Announcement

Collapse
No announcement yet.
X
  • Filter
  • Time
  • Show
Clear All
new posts

  • #16
    Originally posted by Alan Riley (StataCorp) View Post

    Format 119 is almost identical to format 118, but allows for the larger variable numbers. Stata 14 and earlier cannot load datasets with 32,768 or more variables, so it doesn't really matter whether the format is 118 or 119 in that case -- there is no way they can load a dataset of that size.

    In any case, the dataset format has not changed in Stata/IC 15, has not changed in Stata/SE 15, has not changed by default in Stata/MP 15, and only changes to allow larger variable numbers in Stata/MP when absolutely necessary.

    Finally, saveold in Stata 15 allows datasets to be saved back to Stata 11 format.


    Thanks - this is helpful information.
    So, if I save a dataset using my Stata 15 MP and the dataset has >32768 variables (let's call it "mylargedataset.dta") can a collaborator using (1) Stata 15 SE and/or (2) Stata 14 of any flavor use the command

    Code:
     use  var1 var2 var500  using mylargedataset.dta, clear
    to access a portion of the data from the Stata 15 MP file ?
    or would this create an error because the internal format (118/119) is inconsistent??

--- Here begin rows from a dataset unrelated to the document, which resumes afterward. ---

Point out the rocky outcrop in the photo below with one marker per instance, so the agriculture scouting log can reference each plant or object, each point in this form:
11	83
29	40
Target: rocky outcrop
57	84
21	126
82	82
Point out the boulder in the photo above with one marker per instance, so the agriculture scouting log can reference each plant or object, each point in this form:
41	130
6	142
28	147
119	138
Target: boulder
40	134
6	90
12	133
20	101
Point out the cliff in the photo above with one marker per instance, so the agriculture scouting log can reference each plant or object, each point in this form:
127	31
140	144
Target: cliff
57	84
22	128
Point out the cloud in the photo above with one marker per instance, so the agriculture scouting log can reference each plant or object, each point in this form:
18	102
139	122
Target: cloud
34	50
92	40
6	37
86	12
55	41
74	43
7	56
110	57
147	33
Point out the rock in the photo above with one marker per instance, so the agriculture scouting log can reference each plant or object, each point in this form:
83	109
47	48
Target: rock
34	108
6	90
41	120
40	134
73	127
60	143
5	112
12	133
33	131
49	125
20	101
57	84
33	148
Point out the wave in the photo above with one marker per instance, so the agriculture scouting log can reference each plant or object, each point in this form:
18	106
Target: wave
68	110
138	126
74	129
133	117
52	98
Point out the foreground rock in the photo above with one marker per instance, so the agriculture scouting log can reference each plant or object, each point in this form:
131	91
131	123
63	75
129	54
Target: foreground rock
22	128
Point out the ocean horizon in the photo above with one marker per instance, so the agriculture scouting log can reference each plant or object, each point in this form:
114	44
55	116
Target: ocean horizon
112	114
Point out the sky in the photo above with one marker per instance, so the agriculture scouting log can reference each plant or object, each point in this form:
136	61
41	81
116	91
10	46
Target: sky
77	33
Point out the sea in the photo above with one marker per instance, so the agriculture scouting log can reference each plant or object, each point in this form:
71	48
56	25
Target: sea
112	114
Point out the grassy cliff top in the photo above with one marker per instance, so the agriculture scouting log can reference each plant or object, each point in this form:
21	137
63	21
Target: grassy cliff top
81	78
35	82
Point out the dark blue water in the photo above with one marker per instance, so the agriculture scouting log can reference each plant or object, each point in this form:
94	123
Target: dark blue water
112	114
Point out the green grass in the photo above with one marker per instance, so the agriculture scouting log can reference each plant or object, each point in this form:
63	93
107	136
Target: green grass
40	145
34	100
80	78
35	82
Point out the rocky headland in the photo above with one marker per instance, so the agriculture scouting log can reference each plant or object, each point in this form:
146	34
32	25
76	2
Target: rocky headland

    Would it be a better idea to save the large stata MP data set as:

    Code:
    preserve
    keep var1 var2 var500  
    save   mylargedataset.dta, replace
    restore
    (or would the 119 format prevent the Stata 14 or STata 15 SE user from accessing this dataset from Stata MP no matter what?)
    Eric A. Booth | Senior Research Statistician | FH LLC | Austin TX
    Specs: Stata 16 MP (4 core) Mac OSX and Windows 10 Pro

    Comment


    • #17
      Just for the heck of it, I created a data set with 40,000 variables. I then went to Stata 14.2.

      Code:
      .  use  var1 var2 var500  using mylargedataset.dta, clear
      .dta too modern
          File mylargedataset.dta is from a more recent version of Stata.  Type update query to determine whether a free update of Stata is
          available, and browse http://www.stata.com/ to determine if a new version is available.
      r(610);
      Going back to 15,

      Code:
      . save "C:\StataData\mylargedataset.dta", replace
      file C:\StataData\mylargedataset.dta saved
      
      . keep var1 var2 var500  
      . 
      . save   mylargedataset.dta, replace
      file mylargedataset.dta saved
      Back to 14.2,
      Code:
      . use mylargedataset, clear
      No problem.

      So no to your first idea, yes to your second.

      I wonder if 14.2 could yet be tweaked to work with your option 1.



      -------------------------------------------
      Richard Williams, Notre Dame Dept of Sociology
      Stata Version: 16.1MP (2 processor)

      EMAIL: rwilliam@ND.Edu
      WWW: https://www3.nd.edu/~rwilliam

      Comment


      • #18
        The same question came into my mind when I read this; thanks for having a look into this, Richard Williams.

        This clearly answers eric_a_booth 's question (2) with "No"; can anyone additionally test this with Stata/IC or Stata/SE 15 [as of question (1)]?

        Regards
        Bela

        Comment


        • #19
          This clearly answers eric_a_booth 's question (2) with "No"; can anyone additionally test this with Stata/IC or Stata/SE 15 [as of question (1)]?
          I should have added that I am using Stata 15/MP. I don't know if Stata 15/SE could handle monster files by limiting the number of variables selected.

          It is an interesting question. I have a student using 13/IC who tried to work with a file having over 5,000 variables. She couldn't do it so she switched to a machine that could.
          -------------------------------------------
          Richard Williams, Notre Dame Dept of Sociology
          Stata Version: 16.1MP (2 processor)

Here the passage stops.